How sad that as a society, many of us have let the banks, credit card companies and Fair Issac determine whether we are “okay” or not and whether our life is worth living or not. Flawless credit is not the be all to end all….. so someone has a $22,000 medical bill that he cannot pay….. That’s okay. I use this technique when facing a problem that seems like it could do me in – try it: Think about, “What’s the WORST thing that could happen if I don’t pay this bill?” Okay, so it goes to a collection agency. So what? Use Kristy’s advice on how to dispute the account with the CA and work like mad to get it off your credit report. But what if I can’t get it off my credit report? Again, so what? So your FICO score takes a hit – just maintain good payment history with your other creditors and in a year or two, that collection agency line item will matter very little in your overall FICO score. In a couple of more years, the statute of limitations will be up and it will be uncollectible, and in 7 years, the collection account will be gone altogether. So the worst would be you are stuck with a collection account entry on your report for the next 7 years. Big deal. That is definitely NOT worth considering suicide over – it’s only 7 years – TOPS. Even if the CA took you to court and won a judgment against you, just educate yourself about how to protect your bank account and income against them trying to attach anything to collect their judgment. A large part of your income and assets are exempt from attachment anyway. I’ve had judgments against me in the past, and believe me, the judgment creditor never collected a dime because I protected everything. Or you could file chapter 7, wipe out the judgment altogether, and then work like crazy to rebuild your credit after BK. Again, for about 2 years you’ll be persona non grata in banks’ and credit card issuers’ eyes, but so what? About 2 years. And all that is only if the collection agency even went to court….since the $22,000 debt is beyond the small claims amount, they may not even file because regular civil court gets expensive for them, especially if they suspect you are judgment/collection-proof.

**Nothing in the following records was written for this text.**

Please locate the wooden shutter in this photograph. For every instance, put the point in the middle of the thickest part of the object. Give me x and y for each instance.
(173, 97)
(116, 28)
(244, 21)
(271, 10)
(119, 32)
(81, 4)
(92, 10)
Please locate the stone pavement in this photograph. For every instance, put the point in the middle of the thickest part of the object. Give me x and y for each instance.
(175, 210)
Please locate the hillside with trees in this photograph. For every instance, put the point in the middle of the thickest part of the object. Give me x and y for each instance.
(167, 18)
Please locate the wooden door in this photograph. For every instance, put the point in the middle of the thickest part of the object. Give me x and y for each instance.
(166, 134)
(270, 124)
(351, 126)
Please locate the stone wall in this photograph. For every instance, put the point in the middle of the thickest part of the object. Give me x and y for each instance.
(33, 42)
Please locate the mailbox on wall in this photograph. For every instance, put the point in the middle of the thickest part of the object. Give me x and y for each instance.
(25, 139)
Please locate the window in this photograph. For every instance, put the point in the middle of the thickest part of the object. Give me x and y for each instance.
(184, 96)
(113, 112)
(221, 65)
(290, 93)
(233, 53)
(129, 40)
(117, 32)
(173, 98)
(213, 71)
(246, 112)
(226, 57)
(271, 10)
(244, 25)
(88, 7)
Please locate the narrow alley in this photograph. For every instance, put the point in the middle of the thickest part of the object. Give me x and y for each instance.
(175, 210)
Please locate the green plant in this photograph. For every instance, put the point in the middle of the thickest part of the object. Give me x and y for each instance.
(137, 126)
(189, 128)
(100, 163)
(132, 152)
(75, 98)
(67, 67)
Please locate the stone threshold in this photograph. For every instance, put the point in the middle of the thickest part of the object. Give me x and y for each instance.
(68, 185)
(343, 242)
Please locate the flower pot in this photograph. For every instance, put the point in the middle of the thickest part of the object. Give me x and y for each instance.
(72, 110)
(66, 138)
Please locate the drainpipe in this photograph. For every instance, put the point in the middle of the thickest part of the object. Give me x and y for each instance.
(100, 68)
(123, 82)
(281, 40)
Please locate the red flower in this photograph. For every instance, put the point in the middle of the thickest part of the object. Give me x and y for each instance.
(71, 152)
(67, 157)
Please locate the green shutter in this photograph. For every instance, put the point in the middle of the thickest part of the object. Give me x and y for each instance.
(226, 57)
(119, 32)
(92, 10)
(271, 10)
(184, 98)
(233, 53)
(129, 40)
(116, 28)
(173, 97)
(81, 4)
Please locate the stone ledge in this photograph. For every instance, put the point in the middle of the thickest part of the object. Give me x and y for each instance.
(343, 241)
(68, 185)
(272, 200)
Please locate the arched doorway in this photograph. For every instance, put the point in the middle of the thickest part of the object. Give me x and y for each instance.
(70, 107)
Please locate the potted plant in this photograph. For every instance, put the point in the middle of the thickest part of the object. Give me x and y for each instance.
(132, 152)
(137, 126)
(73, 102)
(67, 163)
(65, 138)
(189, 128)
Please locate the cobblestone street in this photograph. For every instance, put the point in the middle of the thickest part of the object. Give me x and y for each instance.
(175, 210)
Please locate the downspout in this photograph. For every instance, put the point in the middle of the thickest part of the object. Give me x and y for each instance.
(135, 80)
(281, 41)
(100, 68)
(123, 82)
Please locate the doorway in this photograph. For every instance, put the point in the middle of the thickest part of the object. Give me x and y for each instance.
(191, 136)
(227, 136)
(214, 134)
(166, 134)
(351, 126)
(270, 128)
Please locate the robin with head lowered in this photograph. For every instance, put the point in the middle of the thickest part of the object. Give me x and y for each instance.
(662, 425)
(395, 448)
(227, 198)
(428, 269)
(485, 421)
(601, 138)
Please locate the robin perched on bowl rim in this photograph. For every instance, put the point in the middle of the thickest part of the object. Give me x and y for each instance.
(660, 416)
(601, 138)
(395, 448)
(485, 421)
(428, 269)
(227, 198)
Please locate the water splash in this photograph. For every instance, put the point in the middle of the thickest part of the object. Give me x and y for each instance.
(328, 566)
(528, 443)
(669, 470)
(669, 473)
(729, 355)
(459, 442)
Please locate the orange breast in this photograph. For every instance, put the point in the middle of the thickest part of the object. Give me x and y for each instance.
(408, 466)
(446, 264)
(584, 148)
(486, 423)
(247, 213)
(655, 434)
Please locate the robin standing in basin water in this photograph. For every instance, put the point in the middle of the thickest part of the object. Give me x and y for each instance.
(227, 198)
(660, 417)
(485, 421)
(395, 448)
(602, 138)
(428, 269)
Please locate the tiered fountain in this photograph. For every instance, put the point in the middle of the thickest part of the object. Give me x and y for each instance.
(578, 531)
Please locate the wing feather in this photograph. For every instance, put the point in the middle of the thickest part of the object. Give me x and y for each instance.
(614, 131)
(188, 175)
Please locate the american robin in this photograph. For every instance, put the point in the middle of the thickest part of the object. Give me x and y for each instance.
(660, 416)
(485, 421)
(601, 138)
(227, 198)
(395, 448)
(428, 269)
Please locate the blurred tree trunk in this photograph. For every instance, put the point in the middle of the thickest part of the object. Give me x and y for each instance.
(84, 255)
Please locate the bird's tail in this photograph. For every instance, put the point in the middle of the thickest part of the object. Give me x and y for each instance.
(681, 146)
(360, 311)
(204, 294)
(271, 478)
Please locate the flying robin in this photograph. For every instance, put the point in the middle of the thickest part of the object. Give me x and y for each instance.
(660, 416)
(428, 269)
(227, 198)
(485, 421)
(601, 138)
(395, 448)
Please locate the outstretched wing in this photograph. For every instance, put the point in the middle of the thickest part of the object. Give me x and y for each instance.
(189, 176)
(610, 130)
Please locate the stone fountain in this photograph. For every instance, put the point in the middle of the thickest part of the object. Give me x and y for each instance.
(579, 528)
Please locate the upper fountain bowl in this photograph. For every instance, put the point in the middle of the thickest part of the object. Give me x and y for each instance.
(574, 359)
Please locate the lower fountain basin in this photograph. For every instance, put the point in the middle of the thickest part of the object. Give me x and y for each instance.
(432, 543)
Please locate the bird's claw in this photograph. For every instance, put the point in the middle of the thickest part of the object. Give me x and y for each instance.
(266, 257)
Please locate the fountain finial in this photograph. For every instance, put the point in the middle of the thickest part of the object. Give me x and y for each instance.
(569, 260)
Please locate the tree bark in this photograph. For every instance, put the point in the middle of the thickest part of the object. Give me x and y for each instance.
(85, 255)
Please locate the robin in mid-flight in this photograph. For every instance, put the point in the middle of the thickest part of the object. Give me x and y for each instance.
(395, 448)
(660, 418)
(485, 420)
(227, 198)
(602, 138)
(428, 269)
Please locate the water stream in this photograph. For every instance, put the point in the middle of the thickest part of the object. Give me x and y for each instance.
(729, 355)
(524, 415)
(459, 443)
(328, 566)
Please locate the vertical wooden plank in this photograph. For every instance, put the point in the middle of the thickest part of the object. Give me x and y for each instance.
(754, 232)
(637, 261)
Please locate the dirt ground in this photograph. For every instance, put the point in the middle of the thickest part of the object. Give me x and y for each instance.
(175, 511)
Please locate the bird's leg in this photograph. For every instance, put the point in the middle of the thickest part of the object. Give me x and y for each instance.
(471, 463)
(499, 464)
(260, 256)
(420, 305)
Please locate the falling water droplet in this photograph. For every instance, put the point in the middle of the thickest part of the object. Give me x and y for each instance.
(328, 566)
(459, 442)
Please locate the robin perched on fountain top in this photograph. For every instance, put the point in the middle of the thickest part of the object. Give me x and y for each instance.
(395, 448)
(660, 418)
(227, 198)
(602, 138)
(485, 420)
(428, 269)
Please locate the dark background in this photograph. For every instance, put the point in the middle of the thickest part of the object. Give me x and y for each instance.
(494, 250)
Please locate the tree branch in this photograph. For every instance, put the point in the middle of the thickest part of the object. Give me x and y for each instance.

Just hang in there – the worst that can happen usually won’t, and in a few years you’ll be past this. It’s just a small blip on the screen. The other posters are all so right – this, too, will pass. No money problem is ever worth ending your life over. That’s just the crap that the financial industry wants you to believe…. don’t listen to the noise. Live your life, focus on what is good in your life and don’t worry about the medical bill. It’s only a temporary setback, and learn to work around it. I did.
Hope this helps put it all in perspective.
Yeah, but sometimes it’s the grinding away these filthy debt collectors engage in. We’re currently being harrassed by NCO Financial for a debt that was paid in full 18 years ago and they disregard cease communications and validation letters and keep grinding away and bullying and I have seriously taken out my gun and thought it’s either them or me and it’s a lot easier for it to be me.
I don’t even owe this money, it was only ever about two hundred bucks, which I’ve easily spent in postage the last several weeks, but I find myself thinking I just don’t want to live in this crap world where the courts and lawyers and government agencies aid and abet these vermin in their thievery of the innocent.
It feels like rape over and over and over again.
The attorney generals of the states involved don’t care, the FTC doesn’t care — no one cares. And then you look at the campaign contributions records for various involved politicians and they’re all taking money from NCO, and you think you’re just zero to anyone in this world.
It’s rape. NCO is scum, the AG of PA is scum,
Ed Rendell is scum — they’re all in bed together laughing their asses off at innocent people who are being threatened and harrassed and essentially held up by these thugs.
These guys are the same as the hooded, faceless scum who hang out in dark parking lots looking for victims to rob, rape and murder. The only difference is instead of using a knife or a gun, they use the corrupt politicians and the corrupt courts and the general laziness and incompetence of the government as their weapons of choice.
Why would anyone want to live in such a world? If you’re a good person, you’re screwed. Evil is beginning to win more and more.